Quote:
Originally Posted by
TVOD 
A fairly well known telecine engineer in LA originally from Australia once told me a several years back that the proper way of using traditional 6 vector secondaries was to turn down the telecine saturation and maximize the saturation on the secondaries. To my eyes this produced some very unusual colorimetry. The vectorscope looked like a star.
Eek! That is so absolutely wrong. Aside from inducing chroma noise, it will (as you point out) create a very uneven color gamut.
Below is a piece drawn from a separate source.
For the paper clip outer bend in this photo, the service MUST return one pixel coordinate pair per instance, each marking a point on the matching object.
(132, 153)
Those old six-vector color secondaries are now antiquated. Modern colorists use "power vectors" that can target a particular color no matter where it falls on the vectorscope. We can now qualify any color we wish to modify by hue, saturation, and luminance. But I would suspect on a regular TV program such as Letterman or Leno that secondary color correction is not utilized. The color differences between the shows are a function of camera setup, set lighting, and the taste of the producers and technical directors.
This is a facinating topic for me. I'm glad that AVS forum members are keen observers of the technical nuances of the video signal. I remember some time ago there was a discussion on this forum about the look of NCIS. Apparently the producers of that show used secondary color correction to make flesh tones look very red, and there was quite a howl about it here.
You guys are true videophiles, and I salute you.